How to sort K sorted arrays, with MERGE SORT

Question

I know that this question has been asked, and there is a very nice elegant solution using a min heap.

MY question is how would one do this using the merge function of merge sort.

You already have an array of sorted arrays. So you should be able to merge all of them into one array in O(nlog K) time, correct?

I just can't figure out how to do this!

Say I have

[ [5,6], [3,4], [1,2], [0] ]

Step 1: [ [3,4,5,6], [0,1,2] ]

Step2: [ [0,1,2,3,4,5,6] ]

Is there a simple way to do this? Is O(nlog K) theoretically achievable with mergesort?

Answer 1

As others have said, using the min heap to hold the next items is the optimal way. It's called an N-way merge. Its complexity is O(n log k).

You can use a 2-way merge algorithm to sort k arrays. Perhaps the easiest way is to modify the standard merge sort so that it uses non-constant partition sizes. For example, imagine that you have 4 arrays with lengths 10, 8, 12, and 33. Each array is sorted. If you concatenated the arrays into one, you would have these partitions (the numbers are indexes into the array, not values):

[0-9][10-17][18-29][30-62]

The first pass of your merge sort would have starting indexes of 0 and 10. You would merge that into a new array, just as you would with the standard merge sort. The next pass would start at positions 18 and 30 in the second array. When you're done with the second pass, your output array contains:

[0-17][18-62]

Now your partitions start at 0 and 18. You merge those two into a single array and you're done.

The only real difference is that rather than starting with a partition size of 2 and doubling, you have non-constant partition sizes.

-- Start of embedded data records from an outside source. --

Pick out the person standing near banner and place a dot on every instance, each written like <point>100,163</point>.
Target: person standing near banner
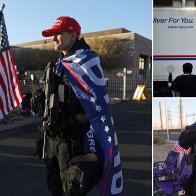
<point>81,68</point>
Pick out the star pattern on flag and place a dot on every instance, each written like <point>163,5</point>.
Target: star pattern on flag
<point>109,139</point>
<point>3,36</point>
<point>98,108</point>
<point>93,99</point>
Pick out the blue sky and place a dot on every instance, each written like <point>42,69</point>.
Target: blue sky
<point>172,104</point>
<point>25,19</point>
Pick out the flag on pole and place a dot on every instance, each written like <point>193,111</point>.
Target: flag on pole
<point>178,148</point>
<point>10,92</point>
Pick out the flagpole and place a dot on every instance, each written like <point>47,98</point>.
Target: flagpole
<point>2,7</point>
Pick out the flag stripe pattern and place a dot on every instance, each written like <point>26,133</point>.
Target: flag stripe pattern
<point>10,92</point>
<point>178,148</point>
<point>85,74</point>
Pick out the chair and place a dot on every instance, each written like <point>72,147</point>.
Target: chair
<point>174,181</point>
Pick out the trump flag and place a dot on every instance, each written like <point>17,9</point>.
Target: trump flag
<point>10,92</point>
<point>85,74</point>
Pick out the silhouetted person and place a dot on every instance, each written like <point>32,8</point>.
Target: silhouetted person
<point>184,85</point>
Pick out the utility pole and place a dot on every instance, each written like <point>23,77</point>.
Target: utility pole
<point>166,118</point>
<point>181,115</point>
<point>161,116</point>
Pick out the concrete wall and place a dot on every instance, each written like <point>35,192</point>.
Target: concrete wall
<point>116,51</point>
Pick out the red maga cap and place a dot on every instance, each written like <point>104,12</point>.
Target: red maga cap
<point>63,24</point>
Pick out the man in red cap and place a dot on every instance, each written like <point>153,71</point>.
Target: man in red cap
<point>81,145</point>
<point>64,137</point>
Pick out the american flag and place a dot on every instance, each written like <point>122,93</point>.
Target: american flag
<point>10,92</point>
<point>120,74</point>
<point>85,74</point>
<point>178,148</point>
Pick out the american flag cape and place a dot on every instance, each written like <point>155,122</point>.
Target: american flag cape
<point>10,92</point>
<point>85,75</point>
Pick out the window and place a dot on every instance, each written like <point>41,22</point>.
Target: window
<point>164,3</point>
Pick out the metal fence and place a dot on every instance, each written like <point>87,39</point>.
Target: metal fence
<point>121,83</point>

As you make each pass, the new partition size is the sum of the sizes of the two partitions you used in the previous pass. This really is just a slight modification of the standard merge sort.

It will take log(k) passes to do the sort, and at each pass you look at all n items. The algorithm is O(n log k), but with a much higher constant than the N-way merge.

For implementation, build an array of integers that contains the starting indexes of each of your sub arrays. So in the example above you would have:

int[] partitions = [0, 10, 18, 30];
int numPartitions = 4;

Now you do your standard merge sort. But you select your partitions from the partitions array. So your merge would start with:

merge (inputArray, outputArray, part1Index, part2Index, outputStart)
{
    part1Start = partitions[part1Index];
    part2Start = partitions[part2Index];

    part1Length = part2Start - part1Start;
    part2Length = partitions[part2Index-1] - part2Start;

    // now merge part1 and part2 into the output array,
    // starting at outputStart
}

And your main loop would look something like:

while (numPartitions > 1)
{
    for (int p = 0; p < numPartitions; p += 2)
    {
        outputStart = partitions[p];
        merge(inputArray, outputArray, p, p+1, outputStart);
        // update partitions table
        partitions[p/2] = partitions[p] + partitions[p+1];
    }
    numPartitions /= 2;
}

That's the basic idea. You'll have to do some work to handle the dangling partition when the number is odd, but in general that's how it's done.

You can also do it by maintaining an array of arrays, and merging each two arrays into a new array, adding that to an output array of arrays. Lather, rinse, repeat.

Answer 2

You should note that when we say complexity is O(n log k), we assume that n means TOTAL number of elements in ALL of k arrays, i.e. number of elements in a final merged array.

For example, if you want to merge k arrays that contain n elements each, total number of elements in final array will be nk. So complexity will be O(nk log k).